RoyLennigan
Registered Senior Member
I talk with God every day of my life
First I must listen, because knowledge always begins with listening.
I listen to the wind blow across my ears--I hear its raggedly fluctuating oscillations as they are affected by the shape of my ear.
I hear the leaves blown to and fro, the branches creaking under age-old pressure; the kinds of pressure that have been here millions of times the length of my miniscule life--if life is what it can be called.
Listening does not only include just sound, but touch, smell, taste, and sight as well:
I feel the central Floridian sand give way under my feet, that sand which was once at the bottom of the ocean, evidenced by the shark teeth I recently found in a nearby creek.
I smell the musty, thick ozone brought down from the upper altitudes by the recent thunderstorm--those pieces of O3 which rode the lightning down to earth. The air is thick with oxygen, nitrogen and water vapor, flooding my lungs and making me feel as if I am partly underwater.
I can almost taste the chemicals, that strange similarity of taste/smell between tongue and nose as I feel the chemicals carried on the wind reach both my sensual chemical detectors.
I feel warm rays heating up my back as the humidity, receding from nearly 100%, allows electrical energy to pass more readily through the fluid air. I feel the sun revealed by departing clouds as my skin heats up and a red glow brightens over my closed eyelids.
I open my eyes and the first thing i notice is the brilliant yellow lighting up the deep green tree line. The tops of the pines and oaks--like masts of a great ship of nature--wave back and forth as great gusts of wind push a monumental cumulus mountain across the sky. I see the cloud is dark, but waning after leaving most of its water here.

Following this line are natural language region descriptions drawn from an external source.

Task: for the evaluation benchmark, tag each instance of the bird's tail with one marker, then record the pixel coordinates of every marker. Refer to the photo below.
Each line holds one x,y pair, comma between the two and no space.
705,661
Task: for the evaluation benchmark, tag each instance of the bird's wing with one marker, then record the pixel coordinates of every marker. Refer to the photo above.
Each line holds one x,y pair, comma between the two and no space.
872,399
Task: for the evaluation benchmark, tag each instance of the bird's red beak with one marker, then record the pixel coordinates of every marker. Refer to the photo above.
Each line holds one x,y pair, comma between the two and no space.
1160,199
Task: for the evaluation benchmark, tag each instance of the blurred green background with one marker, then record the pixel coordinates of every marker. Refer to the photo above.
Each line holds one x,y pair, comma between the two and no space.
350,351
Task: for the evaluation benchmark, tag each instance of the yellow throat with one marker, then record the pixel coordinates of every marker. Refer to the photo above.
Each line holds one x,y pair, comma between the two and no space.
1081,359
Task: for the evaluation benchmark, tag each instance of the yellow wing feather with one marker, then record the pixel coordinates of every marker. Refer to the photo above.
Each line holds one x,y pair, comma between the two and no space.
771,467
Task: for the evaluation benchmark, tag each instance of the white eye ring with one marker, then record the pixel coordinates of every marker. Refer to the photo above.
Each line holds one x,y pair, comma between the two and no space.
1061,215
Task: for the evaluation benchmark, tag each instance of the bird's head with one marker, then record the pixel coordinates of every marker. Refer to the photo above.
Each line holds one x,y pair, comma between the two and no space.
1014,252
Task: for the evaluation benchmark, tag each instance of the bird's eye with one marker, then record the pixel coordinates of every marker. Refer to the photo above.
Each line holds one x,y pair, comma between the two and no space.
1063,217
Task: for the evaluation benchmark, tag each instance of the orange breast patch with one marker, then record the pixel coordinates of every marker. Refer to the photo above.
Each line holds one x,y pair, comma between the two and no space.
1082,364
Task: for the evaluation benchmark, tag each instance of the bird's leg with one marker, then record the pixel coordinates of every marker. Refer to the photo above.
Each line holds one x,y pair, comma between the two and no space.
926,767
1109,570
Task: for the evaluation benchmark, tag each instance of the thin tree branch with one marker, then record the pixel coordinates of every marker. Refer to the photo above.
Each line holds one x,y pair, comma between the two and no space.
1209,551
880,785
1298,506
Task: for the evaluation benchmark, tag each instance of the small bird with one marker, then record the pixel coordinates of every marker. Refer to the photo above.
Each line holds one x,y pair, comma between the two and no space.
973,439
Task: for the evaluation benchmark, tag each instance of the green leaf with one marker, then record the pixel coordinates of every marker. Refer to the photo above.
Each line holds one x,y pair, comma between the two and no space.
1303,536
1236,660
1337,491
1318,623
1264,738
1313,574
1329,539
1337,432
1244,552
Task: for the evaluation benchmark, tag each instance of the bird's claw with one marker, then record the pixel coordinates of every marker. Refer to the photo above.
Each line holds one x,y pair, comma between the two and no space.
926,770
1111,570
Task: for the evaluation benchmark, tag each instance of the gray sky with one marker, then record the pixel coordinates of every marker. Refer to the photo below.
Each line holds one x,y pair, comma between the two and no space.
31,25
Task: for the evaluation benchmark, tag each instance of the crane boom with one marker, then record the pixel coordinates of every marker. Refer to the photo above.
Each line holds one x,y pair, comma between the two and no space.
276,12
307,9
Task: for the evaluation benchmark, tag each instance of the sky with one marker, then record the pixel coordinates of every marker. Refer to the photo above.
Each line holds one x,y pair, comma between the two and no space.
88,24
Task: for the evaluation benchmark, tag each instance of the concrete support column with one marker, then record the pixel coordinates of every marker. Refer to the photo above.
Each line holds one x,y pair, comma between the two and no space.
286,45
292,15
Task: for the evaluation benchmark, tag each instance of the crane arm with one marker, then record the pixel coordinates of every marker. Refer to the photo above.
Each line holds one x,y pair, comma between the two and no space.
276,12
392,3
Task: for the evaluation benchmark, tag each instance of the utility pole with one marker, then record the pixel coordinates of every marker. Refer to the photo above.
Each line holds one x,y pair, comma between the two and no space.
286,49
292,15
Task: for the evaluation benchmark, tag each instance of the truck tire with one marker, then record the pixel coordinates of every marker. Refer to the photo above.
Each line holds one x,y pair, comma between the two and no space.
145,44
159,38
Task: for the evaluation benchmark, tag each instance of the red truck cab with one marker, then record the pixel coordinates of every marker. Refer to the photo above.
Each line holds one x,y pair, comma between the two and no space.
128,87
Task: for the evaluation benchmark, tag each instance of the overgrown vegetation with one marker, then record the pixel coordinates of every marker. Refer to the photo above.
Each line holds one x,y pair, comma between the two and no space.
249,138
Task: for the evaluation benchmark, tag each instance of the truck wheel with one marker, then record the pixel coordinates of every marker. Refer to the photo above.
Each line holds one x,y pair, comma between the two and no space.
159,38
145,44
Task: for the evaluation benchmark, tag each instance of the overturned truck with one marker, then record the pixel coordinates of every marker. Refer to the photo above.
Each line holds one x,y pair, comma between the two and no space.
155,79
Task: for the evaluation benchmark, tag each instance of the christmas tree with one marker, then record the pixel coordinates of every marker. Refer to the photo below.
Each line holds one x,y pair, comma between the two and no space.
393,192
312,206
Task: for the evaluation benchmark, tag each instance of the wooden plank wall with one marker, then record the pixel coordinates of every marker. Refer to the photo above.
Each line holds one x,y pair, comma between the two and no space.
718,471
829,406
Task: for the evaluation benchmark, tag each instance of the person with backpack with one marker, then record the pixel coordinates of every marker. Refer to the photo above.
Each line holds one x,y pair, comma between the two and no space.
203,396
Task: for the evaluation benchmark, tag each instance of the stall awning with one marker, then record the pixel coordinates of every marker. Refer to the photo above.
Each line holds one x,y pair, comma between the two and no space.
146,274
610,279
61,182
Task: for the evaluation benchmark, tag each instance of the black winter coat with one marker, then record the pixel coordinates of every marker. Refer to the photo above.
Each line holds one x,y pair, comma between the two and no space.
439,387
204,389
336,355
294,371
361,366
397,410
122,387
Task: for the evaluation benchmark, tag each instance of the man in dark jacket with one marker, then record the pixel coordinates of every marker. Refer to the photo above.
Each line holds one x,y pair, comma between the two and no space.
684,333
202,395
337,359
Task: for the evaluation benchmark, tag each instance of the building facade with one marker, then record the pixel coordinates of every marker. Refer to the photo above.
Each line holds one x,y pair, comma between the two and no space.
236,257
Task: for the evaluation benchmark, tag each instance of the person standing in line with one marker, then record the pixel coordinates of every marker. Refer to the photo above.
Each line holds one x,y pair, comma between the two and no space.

I listen and God tells me that everything is a cause of something just as every cause is an effect. He does not use words, he is too powerful, too intelligent to use mere words. He knows that words are deceiving and that the only truth is what we can see and touch and smell and hear and taste. So he uses these things to talk to us.
And so, after listening, I talk back.
I ask him in my thoughts, why do birds fly south for the winter?
it was the first thought that crossed my mind, maybe not the most monumental thing to ask god, but I did nonetheless.
And no answer came. Time passed and still no answer came. I looked to the sky, I looked to the ground. Time progressed still and finally I heard birds calling from above. looking up I saw them flocking south, from as far away as Maine and Canada. But why?. And a chill wind blew from behind me, from the north. A few dead leaves fell and winter flashed through my mind. God had answered me.
So I ask him another question. why is the sky blue?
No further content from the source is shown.